With the Hong Kong subsidiary’s international exposure adding value to HFT’s QDII fund clients in China, Tian anticipates launching a second QDII fund next month, pending regulatory approval, with a Greater China theme focusing on Hong Kong and Taiwan.

On the retail front in Hong Kong, HFT plans to launch mutual fund products invested in equity and fixed-income assets. Lo discloses that an RMB fixed-income product will be available to Hong Kong investors within the next 12 months.

Hong Kong has seen Chinese asset management firms flocking to Hong Kong to build international arms, including China Southern, Harvest Global Investment, and China Asset Management Company (AMC).

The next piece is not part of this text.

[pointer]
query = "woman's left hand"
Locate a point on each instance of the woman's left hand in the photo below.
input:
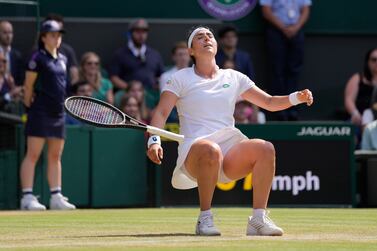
(305, 96)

China AMC (HK), together with Citigroup First Investment Management, launched the China Select Fund on November 18, focusing on equity investments both in China and offshore. The former, acting as the sub-manager, formulates the investment strategy and selects stocks by a bottom-up approach.

Tian acknowledges that HFT is also considering whether to engage in a similar cooperation with a local partner to leverage its research and investment capability in the A-share market.

With registered capital of HK$60 million ($7.7 million), HFT HK obtained approval from the CSRC in February and was recognised as an investment adviser and asset manager on October 27.

Having a lean team of 10, settling next to BNP Paribas on the 30th floor of Exchange Square Three, Tian confirms that the Hong Kong subsidiary has already completed some key hires and will recruit more locally, while also transferring some staff from its Shanghai headquarters.